14.1 Overgangsrecht bouwwerken
  • a. Een bouwwerk dat op het tijdstip van inwerkingtreding van het bestemmingsplan aanwezig of in uitvoering is, dan wel gebouwd kan worden krachtens een omgevingsvergunning voor het bouwen, en afwijkt van het plan, mag, mits deze afwijking naar aard en omvang niet wordt vergroot,
    • 1. gedeeltelijk worden vernieuwd of veranderd;
    • 2. na het teniet gaan ten gevolge van een calamiteit geheel worden vernieuwd of veranderd, mits de aanvraag van de omgevingsvergunning voor het bouwen wordt gedaan binnen twee jaar na de dag waarop het bouwwerk is teniet gegaan.
  • b. Het bevoegd gezag kan eenmalig in afwijking van het bepaalde in sublid a. een omgevingsvergunning verlenen voor het vergroten van de inhoud van een bouwwerk als bedoeld in het sublid a. met maximaal 10%.
  • c. Sublid a is niet van toepassing op bouwwerken die weliswaar bestaan op het tijdstip van inwerkingtreding van het plan, maar zijn gebouwd zonder vergunning en in strijd met het daarvoor geldende plan, daaronder begrepen de overgangsbepaling van dat plan.
14.2 Overgangsrecht gebruik
  • a. Het gebruik van grond en bouwwerken dat bestond op het tijdstip van inwerkingtreding van het bestemmingsplan en hiermee in strijd is, mag worden voortgezet.
  • b. Het is verboden het met het bestemmingsplan strijdige gebruik, bedoeld in sublid a., te veranderen of te laten veranderen in een ander met dat plan strijdig gebruik, tenzij door deze verandering de afwijking naar aard en omvang wordt verkleind.
  • c.
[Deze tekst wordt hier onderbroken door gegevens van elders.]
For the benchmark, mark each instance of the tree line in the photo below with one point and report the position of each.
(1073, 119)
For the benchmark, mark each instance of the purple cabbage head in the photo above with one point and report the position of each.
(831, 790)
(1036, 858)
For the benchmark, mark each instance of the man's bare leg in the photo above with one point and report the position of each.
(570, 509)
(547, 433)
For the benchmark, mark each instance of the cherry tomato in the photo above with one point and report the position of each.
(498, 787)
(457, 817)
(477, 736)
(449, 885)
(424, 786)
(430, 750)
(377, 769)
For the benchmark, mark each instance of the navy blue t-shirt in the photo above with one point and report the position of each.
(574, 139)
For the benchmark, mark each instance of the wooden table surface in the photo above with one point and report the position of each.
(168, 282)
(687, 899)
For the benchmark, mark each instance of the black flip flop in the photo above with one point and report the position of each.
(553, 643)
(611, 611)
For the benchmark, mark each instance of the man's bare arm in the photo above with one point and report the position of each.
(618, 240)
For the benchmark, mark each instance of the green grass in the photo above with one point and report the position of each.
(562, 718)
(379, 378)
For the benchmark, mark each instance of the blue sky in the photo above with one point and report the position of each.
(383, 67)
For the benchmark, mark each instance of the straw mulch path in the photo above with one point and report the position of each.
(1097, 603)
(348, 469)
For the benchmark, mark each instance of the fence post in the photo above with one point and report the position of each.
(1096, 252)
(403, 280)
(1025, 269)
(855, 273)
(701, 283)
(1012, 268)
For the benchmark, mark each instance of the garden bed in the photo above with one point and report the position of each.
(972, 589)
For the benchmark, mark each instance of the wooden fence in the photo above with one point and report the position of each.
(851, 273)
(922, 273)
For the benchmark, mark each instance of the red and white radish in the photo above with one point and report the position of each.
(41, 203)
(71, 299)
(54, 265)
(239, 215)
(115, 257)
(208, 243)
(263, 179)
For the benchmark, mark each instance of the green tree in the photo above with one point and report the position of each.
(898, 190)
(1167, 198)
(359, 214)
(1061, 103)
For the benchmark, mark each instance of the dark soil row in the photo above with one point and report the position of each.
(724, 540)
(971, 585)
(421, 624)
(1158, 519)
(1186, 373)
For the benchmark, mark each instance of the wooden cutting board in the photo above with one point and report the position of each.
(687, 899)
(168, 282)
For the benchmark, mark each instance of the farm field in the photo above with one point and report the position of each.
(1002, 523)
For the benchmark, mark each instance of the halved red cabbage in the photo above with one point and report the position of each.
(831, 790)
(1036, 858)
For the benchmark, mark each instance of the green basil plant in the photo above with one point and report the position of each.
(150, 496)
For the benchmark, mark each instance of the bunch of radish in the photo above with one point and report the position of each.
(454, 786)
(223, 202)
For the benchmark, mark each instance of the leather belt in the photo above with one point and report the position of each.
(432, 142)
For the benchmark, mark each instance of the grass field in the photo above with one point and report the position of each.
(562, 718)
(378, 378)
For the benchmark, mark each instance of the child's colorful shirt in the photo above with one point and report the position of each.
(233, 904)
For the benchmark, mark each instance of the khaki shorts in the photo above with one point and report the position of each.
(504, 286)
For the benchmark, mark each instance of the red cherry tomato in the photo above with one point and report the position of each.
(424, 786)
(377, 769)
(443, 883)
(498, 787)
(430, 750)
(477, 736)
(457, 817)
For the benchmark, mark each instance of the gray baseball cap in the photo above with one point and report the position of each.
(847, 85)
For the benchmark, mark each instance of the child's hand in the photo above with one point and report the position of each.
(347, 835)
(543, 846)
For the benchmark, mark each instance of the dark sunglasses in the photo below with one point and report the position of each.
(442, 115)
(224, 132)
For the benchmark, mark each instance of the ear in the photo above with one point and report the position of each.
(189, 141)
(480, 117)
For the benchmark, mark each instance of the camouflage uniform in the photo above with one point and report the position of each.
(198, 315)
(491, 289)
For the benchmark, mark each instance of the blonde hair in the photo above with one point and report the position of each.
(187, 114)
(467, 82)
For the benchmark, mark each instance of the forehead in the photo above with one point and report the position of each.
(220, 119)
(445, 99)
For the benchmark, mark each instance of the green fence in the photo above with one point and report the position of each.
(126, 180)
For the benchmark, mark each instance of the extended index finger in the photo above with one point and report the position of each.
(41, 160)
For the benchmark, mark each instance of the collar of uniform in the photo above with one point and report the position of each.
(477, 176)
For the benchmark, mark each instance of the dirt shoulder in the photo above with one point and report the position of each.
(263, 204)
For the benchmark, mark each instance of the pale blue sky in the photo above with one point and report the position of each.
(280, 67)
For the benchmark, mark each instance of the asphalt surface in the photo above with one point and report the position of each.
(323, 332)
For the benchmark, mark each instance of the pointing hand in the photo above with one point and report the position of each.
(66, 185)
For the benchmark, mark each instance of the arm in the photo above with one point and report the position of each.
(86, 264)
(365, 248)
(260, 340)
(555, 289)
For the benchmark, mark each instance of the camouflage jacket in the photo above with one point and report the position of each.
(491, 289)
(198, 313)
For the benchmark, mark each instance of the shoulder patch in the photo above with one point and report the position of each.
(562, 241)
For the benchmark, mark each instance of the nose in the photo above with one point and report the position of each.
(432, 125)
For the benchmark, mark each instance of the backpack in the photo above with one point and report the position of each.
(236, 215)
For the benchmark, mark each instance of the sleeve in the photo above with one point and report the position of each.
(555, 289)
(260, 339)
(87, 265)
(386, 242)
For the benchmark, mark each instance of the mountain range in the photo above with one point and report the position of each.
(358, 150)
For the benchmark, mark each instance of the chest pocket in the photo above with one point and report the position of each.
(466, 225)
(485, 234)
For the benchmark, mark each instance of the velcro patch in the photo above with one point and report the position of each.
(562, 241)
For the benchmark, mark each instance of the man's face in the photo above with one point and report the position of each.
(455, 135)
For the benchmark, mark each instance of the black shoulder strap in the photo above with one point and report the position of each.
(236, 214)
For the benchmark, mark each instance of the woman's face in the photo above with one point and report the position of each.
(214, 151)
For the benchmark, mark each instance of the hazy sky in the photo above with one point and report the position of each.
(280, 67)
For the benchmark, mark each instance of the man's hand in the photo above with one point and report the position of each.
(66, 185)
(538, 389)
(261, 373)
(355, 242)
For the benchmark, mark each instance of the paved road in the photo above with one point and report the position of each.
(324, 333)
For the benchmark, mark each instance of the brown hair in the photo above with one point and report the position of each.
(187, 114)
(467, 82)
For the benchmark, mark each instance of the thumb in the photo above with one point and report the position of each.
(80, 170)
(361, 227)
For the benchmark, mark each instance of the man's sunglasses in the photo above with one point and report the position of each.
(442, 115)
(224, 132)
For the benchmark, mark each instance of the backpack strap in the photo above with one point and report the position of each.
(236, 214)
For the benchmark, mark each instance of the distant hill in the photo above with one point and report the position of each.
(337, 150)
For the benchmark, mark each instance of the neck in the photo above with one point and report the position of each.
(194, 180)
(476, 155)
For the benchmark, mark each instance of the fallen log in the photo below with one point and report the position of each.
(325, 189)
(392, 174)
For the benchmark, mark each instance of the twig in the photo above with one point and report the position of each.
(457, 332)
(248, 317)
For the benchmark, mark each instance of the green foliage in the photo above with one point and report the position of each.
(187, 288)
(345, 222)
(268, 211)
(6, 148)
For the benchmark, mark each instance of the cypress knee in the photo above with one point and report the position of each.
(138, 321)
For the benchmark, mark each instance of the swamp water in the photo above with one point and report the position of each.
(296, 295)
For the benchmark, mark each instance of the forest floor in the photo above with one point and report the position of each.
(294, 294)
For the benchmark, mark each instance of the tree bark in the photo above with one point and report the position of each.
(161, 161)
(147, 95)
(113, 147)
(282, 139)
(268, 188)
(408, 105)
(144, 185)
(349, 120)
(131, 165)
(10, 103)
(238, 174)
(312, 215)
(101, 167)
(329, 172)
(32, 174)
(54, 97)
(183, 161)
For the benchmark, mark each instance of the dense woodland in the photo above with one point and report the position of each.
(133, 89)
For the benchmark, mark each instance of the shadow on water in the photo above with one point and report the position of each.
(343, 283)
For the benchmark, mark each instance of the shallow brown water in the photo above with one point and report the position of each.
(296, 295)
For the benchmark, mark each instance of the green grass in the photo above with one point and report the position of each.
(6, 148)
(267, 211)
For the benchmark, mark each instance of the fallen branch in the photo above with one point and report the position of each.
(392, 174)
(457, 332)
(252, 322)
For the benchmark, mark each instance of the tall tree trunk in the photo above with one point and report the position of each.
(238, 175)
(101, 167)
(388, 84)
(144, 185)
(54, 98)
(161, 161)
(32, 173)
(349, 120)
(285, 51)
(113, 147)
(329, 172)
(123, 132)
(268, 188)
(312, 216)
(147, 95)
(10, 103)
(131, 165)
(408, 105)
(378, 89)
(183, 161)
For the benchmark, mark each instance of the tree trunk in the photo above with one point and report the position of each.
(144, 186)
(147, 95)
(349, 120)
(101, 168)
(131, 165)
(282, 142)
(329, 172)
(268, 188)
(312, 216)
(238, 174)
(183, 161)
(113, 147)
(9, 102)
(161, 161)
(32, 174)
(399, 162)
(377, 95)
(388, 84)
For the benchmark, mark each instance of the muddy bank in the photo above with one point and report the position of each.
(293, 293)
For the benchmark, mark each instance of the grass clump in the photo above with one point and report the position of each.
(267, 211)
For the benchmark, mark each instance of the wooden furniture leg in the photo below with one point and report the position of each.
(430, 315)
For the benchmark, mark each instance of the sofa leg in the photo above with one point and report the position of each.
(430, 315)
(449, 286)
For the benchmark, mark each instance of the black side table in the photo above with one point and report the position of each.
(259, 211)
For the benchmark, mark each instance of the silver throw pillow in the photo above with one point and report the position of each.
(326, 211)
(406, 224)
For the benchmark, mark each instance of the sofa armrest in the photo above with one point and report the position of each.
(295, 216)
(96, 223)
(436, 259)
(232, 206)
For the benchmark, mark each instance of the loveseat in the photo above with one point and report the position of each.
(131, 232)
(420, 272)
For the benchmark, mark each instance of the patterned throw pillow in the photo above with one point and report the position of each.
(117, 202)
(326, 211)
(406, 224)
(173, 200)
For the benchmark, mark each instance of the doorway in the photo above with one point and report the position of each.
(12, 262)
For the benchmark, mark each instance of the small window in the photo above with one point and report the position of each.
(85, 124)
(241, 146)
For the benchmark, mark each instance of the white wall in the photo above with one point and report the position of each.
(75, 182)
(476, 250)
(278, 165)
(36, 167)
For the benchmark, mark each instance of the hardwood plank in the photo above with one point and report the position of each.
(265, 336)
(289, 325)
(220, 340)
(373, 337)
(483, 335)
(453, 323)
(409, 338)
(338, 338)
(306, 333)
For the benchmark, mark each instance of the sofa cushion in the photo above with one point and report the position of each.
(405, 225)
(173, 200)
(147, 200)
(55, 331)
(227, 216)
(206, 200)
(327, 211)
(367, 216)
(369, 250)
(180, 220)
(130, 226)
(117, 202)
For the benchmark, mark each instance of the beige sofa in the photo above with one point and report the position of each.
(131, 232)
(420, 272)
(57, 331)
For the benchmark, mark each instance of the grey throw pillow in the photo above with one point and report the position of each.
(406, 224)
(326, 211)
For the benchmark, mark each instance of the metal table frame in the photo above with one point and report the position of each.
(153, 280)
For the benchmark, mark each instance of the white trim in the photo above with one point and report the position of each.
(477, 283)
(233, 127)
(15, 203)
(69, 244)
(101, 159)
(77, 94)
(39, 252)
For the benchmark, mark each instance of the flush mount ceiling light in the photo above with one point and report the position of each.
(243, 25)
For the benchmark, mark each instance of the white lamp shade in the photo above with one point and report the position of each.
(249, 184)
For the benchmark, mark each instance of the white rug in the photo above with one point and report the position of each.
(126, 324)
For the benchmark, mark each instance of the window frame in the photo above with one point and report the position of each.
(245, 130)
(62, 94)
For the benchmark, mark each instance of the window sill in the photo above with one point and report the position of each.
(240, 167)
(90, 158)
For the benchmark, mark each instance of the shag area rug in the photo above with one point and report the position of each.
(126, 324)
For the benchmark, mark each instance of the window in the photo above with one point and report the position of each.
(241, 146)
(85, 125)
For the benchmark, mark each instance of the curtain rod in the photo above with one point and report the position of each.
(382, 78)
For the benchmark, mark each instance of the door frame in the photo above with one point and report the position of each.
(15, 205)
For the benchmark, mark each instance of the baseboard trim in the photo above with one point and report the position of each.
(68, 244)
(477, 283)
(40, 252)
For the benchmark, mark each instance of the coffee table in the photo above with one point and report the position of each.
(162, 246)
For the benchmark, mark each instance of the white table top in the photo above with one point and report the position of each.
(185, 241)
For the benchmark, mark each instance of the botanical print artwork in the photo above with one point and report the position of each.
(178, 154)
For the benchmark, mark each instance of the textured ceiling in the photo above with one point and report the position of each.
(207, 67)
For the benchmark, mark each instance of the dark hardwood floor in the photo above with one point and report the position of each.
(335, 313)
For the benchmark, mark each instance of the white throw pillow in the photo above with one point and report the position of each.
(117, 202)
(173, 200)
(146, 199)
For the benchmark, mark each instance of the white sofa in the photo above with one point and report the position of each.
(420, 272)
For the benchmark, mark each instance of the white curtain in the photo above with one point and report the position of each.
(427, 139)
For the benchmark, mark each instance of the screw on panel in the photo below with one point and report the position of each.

Indien het gebruik, bedoeld in sublid a., na het tijdstip van inwerkingtreding van het plan voor een periode langer dan een jaar wordt onderbroken, is het verboden dit gebruik daarna te hervatten of te laten hervatten.
  • d. Sublid a is niet van toepassing op het gebruik dat reeds in strijd was met het voorheen geldende bestemmingsplan, daaronder begrepen de overgangsbepalingen van dat plan.

Artikel 15 Slotregel

Deze regels worden aangehaald als:

Regels van het bestemmingsplan Poort van Dronten (D2002) .

Behorend bij het besluit van 17 oktober 2019.